No one ever said that racing ultras in the mountains is the same as running a marathon in New York. This should serve as a wake-up call to the ultramarathoning community.

Jon Heshka
Kamloops, British Columbia
The writer is an associate professor specializing in sports law at Thompson Rivers University.

To the Editor:

Re “Having Kids Early Is Hard. It’s Also Great,” by Elizabeth Bruenig (Sunday Review, May 9):

I became a mom at 26. I might as well have been teen mom in my upper-crust neighborhood of Washington, where I am frequently mistaken for the babysitter.

Now, a decade later, I just had my fourth, still a full year younger than the average age of a first-time mom at the hospital where I delivered.

I have no regrets. My career and sense of self have evolved positively with motherhood.

It’s time for elite society to evolve with young moms.
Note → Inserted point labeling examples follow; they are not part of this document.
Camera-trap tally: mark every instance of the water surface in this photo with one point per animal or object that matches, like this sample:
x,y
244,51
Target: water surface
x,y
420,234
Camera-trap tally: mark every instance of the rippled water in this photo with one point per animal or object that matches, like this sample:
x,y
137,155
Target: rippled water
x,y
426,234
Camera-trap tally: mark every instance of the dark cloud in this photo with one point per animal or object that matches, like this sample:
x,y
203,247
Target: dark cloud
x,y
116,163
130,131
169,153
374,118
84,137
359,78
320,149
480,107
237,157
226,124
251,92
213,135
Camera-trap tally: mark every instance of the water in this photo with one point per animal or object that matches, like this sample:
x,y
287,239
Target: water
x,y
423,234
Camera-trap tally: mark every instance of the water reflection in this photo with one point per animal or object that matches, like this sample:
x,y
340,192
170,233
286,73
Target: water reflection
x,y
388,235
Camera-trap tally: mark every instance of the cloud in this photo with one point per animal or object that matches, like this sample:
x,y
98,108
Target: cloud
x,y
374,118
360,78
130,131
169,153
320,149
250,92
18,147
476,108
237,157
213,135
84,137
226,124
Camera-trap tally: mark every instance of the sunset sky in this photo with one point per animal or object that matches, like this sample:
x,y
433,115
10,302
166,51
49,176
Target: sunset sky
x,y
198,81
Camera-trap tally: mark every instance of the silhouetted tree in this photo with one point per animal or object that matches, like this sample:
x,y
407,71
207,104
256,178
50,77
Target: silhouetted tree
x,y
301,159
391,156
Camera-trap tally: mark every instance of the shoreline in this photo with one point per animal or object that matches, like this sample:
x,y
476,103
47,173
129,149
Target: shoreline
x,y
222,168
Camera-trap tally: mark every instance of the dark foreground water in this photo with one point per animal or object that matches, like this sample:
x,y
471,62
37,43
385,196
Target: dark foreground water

Ms. Bruenig’s article was a needed reminder that women are perfectly capable of deciding for themselves the right age to become a mom and that young moms can flourish, too.

Ashley McGuire
Washington

To the Editor:

Re “Empowering Those Facing the I.C.U.” (Science Times, May 11):

As a potential terminally ill or severely disabled old person (aren’t we all?), I feel threatened by the view that life-prolonging interventions “lack dignity.” I doubt that many people would say that Stephen Hawking lacked dignity, but do you have to be a scientific genius not to get written off as lacking dignity if you need life support?

Saying such interventions lack dignity is cruelly bigoted against the severely disabled. It is particularly disturbing that a doctor, who has a professional duty to present alternatives impartially, expresses this biased and disparaging view.

“The one thing we don’t want is to carry on indefinitely,” another doctor says. What if that’s what the patient wants? Whose life is it anyway?

Felicia Nimue Ackerman
Providence, R.I.
The writer is a professor of philosophy at Brown University.